M
y wife and I own five senior homes in our self-directed IRAs. We're concerned about how to transfer them to our two sons after we die, given the new IRS rules requiring non-spouse beneficiaries to withdraw inherited IRA funds within 10 years. The total value of these properties is around $1.75 to $2 million.
The SECURE Act of 2019 changed the rules for IRA beneficiaries, eliminating the ability to "stretch" distributions over a beneficiary's life expectancy. Most non-spouse heirs must now fully withdraw assets from an inherited IRA within 10 years of the original owner's death. If the account holder had already begun taking required minimum distributions (RMDs), the beneficiary typically continues annual withdrawals through years 1 to 9.
In our case, our sons will likely need to withdraw the full value of the IRA within 10 years of either my death or my wife's. They may also be required to take RMDs during the first nine years, depending on our ages when we pass away. There is no exception for the RMD requirement or the 10-year rule just because the assets are not liquid.

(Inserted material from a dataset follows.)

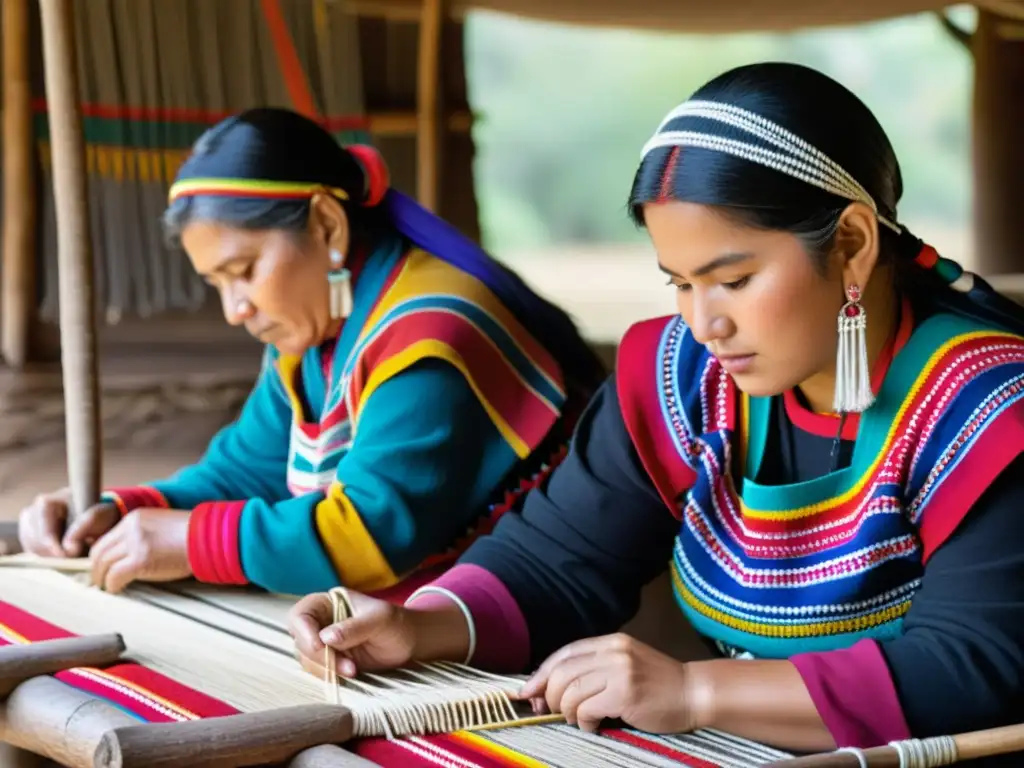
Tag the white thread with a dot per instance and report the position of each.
(928, 753)
(470, 624)
(795, 156)
(857, 753)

Distributing real estate from an inherited IRA can be complex. If our sons want to transfer ownership of the properties directly, they will need to do so through an in-kind transfer. This means moving the assets directly to their taxable brokerage account without selling them, allowing them to receive the property itself rather than the cash proceeds from a sale.
To facilitate this process, we should contact our custodian and let them know what we intend to do. They can provide specific step-by-step instructions for handling in-kind transfers of real estate. This will involve appraising the property's fair market value, taking an in-kind distribution, and updating the deed to reflect ownership changes.

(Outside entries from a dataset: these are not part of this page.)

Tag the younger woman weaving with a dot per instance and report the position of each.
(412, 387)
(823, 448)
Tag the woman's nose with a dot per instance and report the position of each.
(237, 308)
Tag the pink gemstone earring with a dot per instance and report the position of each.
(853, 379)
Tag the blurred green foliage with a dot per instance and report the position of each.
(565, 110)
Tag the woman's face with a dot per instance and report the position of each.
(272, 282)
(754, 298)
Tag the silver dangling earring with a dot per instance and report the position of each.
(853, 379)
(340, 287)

An in-kind distribution of real estate is still treated as a taxable distribution, with our sons including the fair market value in their ordinary taxable income. They should work closely with their financial planner, tax advisor, and IRA custodian to ensure they have the liquidity to pay the tax bill, which could be substantial.
It's essential for our sons to be aware of the prohibited transaction and disqualified persons rules that apply when an SDIRA owns real estate. They must take care not to run afoul of these regulations.
Ultimately, our sons will need to empty the inherited SDIRA within 10 years by transferring ownership of the real estate or selling it while it's held by the IRA.